A study done among adolescents in low-income settlements in India has found that after implementing a community-based intervention, a significant difference in current use of tobacco between the study groups (p = 0.048), with the intervention group showing a reduction in use, compared with an increase in use among the control group. further it reported significantly lower fresh uptake (0.3%) of tobacco in intervention group compared with the control group (1.7%). No significant change was found for quit rate (p = 0.282) between the two groups [15].
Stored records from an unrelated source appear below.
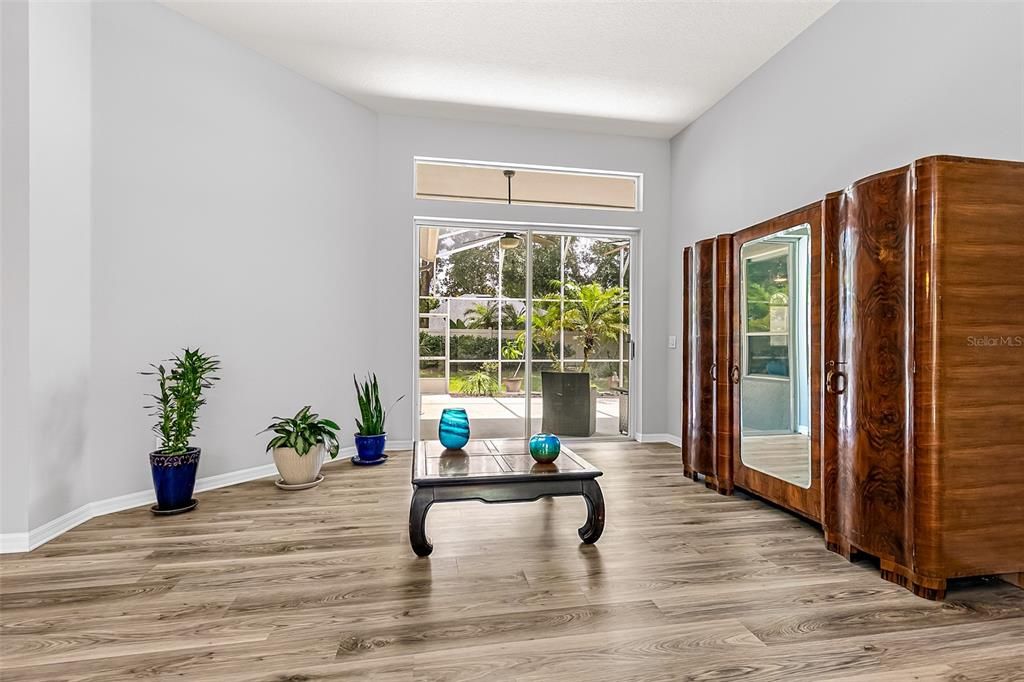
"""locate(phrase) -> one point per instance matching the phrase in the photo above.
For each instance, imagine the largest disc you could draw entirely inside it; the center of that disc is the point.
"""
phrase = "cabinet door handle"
(830, 382)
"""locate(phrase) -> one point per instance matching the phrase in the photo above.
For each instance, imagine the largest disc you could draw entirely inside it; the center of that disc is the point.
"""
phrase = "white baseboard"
(659, 437)
(13, 542)
(26, 542)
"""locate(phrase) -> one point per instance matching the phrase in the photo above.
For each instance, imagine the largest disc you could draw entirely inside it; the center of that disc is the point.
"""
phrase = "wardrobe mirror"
(774, 364)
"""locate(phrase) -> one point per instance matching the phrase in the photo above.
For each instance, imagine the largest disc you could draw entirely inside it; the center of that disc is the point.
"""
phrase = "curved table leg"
(592, 529)
(422, 499)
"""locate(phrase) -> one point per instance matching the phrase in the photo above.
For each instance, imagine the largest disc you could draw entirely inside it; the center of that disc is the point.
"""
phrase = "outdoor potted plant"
(593, 313)
(299, 444)
(370, 434)
(180, 395)
(513, 350)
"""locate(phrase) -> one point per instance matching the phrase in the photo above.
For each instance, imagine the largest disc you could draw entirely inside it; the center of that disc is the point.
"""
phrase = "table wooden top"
(493, 461)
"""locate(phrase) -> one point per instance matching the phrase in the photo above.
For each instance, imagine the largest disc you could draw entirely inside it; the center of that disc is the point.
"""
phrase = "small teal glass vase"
(453, 430)
(545, 448)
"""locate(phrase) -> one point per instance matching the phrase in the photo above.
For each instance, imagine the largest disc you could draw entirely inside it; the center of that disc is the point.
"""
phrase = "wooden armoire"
(916, 370)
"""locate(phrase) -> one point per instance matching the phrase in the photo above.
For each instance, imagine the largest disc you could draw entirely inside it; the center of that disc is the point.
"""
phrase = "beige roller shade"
(487, 183)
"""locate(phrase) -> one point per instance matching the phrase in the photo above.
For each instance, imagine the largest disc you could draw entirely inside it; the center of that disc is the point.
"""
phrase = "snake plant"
(371, 410)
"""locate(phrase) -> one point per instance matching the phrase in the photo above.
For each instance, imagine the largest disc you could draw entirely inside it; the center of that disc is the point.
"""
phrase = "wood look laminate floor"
(259, 584)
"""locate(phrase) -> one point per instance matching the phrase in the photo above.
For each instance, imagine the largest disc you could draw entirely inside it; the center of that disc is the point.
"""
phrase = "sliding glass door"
(559, 365)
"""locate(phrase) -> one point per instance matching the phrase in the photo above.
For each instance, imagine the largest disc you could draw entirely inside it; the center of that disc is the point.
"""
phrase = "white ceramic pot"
(296, 470)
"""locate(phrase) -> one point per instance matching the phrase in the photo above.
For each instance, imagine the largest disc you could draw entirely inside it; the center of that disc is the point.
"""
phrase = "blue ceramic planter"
(545, 448)
(453, 430)
(370, 449)
(174, 478)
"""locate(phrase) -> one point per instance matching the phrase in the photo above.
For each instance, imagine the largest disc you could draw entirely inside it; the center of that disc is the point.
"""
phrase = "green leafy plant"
(180, 395)
(371, 410)
(513, 349)
(482, 315)
(304, 431)
(595, 314)
(481, 382)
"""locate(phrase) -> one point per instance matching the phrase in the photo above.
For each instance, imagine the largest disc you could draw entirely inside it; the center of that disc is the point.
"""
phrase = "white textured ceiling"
(632, 68)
One of the limitations in the present study was that intervention group and the control group were selected intentionally and that can introduce selection bias, but within the group slums were selected using random sampling to minimise the bias. Present study included the urban slums in only one district in Sri Lanka, so the picture can be different from other districts. But according to the national census data, this district is highly populated, most of the urban slums are situated in this district, and this is a multi-racial city, where participants represented by all ethnic groups and different socio-cultural strata. Present study has assessed only the short-term effects after 6 months. Long term effects have not assessed. A systematic review conducted in year 2021 has identified that the individual or community interventions to improve the knowledge of oral cancer were generally effective among general public as well as high risk groups, but long-term benefits were still understudied [3]. Further research needed to assess the long-term effects as well as the effectiveness in other parts of the country.

Conclusion

Multicomponent health promotion intervention (Advocacy, Interactive discussions, IEC materials and Community mobilization) was significantly effective to improve the knowledge and changed the tobacco chewing and self-mouth examination practices among a vulnerable group of youth in Sri Lanka.